Per favore, voi che nelle varie associazioni votate alla didattica del vino organizzate dei corsi per insegnare la degustazione, inserite nel vostro programma anche una serata in pizzeria, una gita con panini e porchetta, una spaghettata di mezzanotte, roba del genere, e in quelle occasioni fatelo bere il vino, senza schede e senza formalismi, senza calici rotanti e senza valutazioni organolettiche. Fate tornare i vostri allievi per una volta al puro piacere di bere in compagnia, al divertimento del bere. Perché altrimenti la vedo male.
La vedo male nel senso che mi accorgo che parecchi prendono il vino in maniera un po’ troppo seriosa, focalizzandosi – vorrei dire formalizzandosi – sempre e comunque sugli aspetti tecnici. Intendo argomenti come le temperature di servizio, le stappature ammodo, le conservazione delle bottiglie, le strutture tanniche e i profili aromatici, cose così. Tutte cose giuste, che è bene conoscere ed anche praticare se si sceglie la professione della sommellieria, e dunque fate benissimo ad insegnarle.
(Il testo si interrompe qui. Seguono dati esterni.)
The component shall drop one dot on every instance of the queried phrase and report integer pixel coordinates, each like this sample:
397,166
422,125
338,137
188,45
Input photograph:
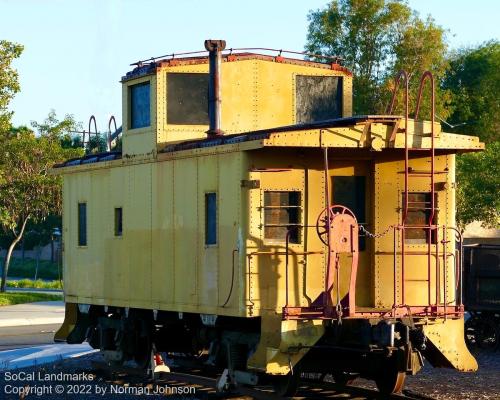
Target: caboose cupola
179,98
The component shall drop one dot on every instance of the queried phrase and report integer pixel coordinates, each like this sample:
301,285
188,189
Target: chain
373,235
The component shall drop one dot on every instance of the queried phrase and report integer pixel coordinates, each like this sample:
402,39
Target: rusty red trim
252,56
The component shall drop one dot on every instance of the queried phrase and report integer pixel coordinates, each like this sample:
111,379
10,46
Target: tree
28,192
474,83
478,187
376,39
9,82
65,131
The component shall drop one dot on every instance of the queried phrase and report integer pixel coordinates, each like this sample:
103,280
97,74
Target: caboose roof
368,132
150,68
365,131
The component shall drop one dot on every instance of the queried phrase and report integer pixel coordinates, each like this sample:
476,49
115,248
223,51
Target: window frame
173,119
434,234
118,222
130,87
298,240
82,240
215,233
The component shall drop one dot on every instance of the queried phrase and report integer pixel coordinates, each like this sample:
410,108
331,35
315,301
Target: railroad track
204,381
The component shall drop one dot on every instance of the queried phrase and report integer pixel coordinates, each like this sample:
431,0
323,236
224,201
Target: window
82,224
210,219
187,99
281,213
318,98
350,191
118,221
419,213
140,105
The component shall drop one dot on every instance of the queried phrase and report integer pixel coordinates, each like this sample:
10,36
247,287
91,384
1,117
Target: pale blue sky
77,50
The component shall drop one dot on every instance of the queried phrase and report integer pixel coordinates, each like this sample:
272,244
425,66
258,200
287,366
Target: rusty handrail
334,59
111,119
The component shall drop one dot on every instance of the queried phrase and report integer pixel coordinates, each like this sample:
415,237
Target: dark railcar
482,294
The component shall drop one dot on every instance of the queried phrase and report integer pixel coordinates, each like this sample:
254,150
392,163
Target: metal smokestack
214,47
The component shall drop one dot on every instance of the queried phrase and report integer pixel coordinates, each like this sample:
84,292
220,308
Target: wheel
344,378
470,332
487,333
327,216
286,385
390,381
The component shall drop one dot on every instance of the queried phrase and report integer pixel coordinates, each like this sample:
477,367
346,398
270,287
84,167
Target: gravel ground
447,384
436,383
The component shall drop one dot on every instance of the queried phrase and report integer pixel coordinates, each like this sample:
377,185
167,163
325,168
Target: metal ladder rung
417,171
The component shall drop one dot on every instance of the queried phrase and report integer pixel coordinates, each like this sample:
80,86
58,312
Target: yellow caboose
252,221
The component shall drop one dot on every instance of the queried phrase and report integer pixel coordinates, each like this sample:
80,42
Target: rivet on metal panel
250,184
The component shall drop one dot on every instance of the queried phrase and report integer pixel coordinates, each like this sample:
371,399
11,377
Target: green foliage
26,269
376,39
478,187
38,284
474,82
9,82
28,190
9,299
64,131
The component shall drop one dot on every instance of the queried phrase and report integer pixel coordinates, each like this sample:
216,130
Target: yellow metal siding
161,261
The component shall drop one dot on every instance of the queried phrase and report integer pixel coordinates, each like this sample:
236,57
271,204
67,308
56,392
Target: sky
77,50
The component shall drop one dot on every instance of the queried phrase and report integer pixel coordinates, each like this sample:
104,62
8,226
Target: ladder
409,173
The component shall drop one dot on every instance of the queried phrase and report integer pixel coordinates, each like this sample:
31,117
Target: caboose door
278,225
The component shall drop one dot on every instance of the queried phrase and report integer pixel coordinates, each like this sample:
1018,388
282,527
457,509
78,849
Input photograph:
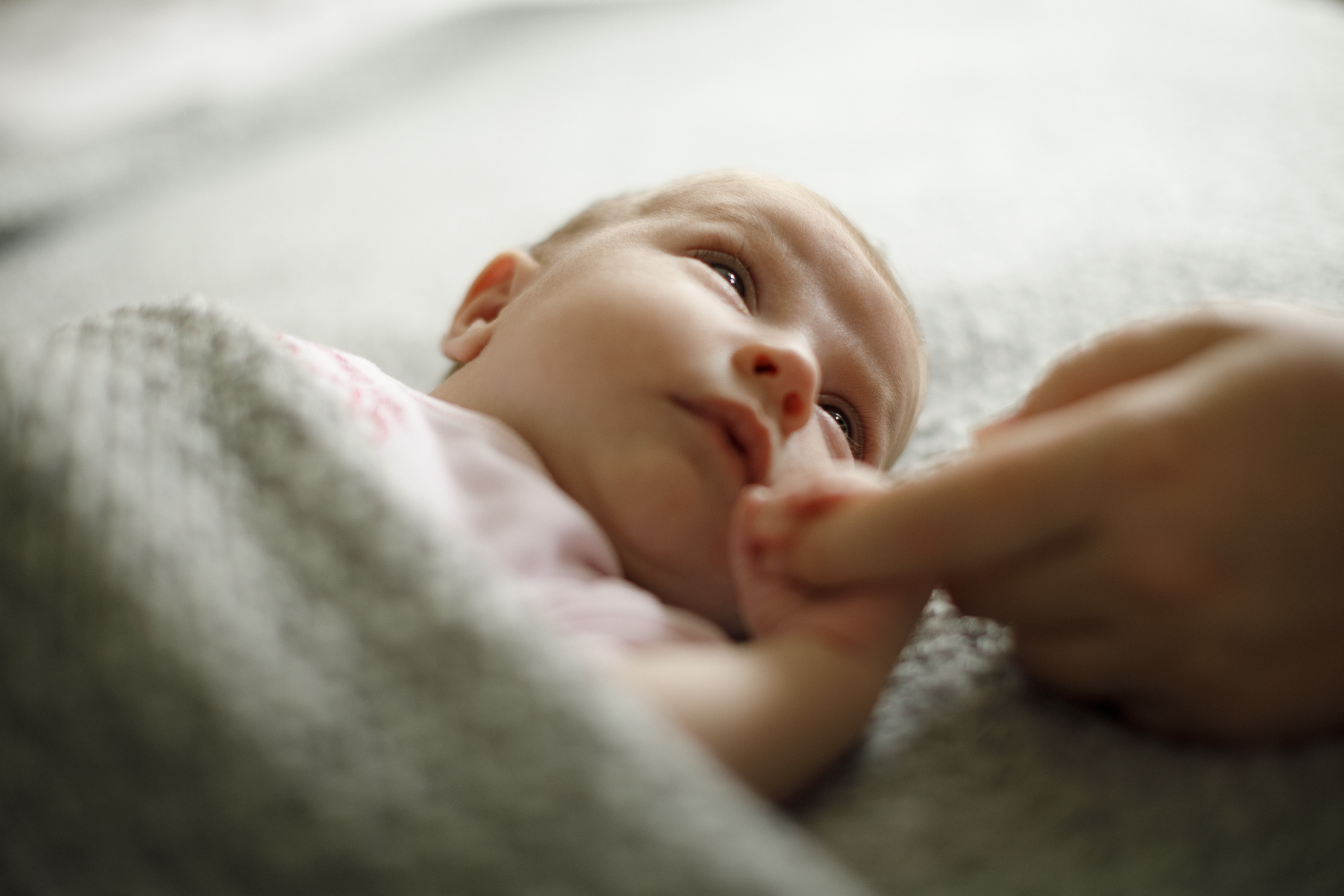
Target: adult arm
1162,524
Ma non si può correre il rischio di perdere di vista la gioia del vino, la sua convivialità, il suo perenne invito alla condivisione, il suo essere compagno del cibo e della chiacchiera fraterna. Se si smarrisce questa dimensione, allora il vino rischia di restare recluso dentro agli steccati degli specialisti, degli adepti di una sorta di mistica ritualità.
Sempre meno gente beve vino, e anche i bevitori ne bevono sempre di meno. Non è che la ragione del declino sia da cercare anche nel fatto che noi che scriviamo e voi che insegnate abbiamo dato al vino un’aura quasi sacrale, che allontana le persone, più che attrarle?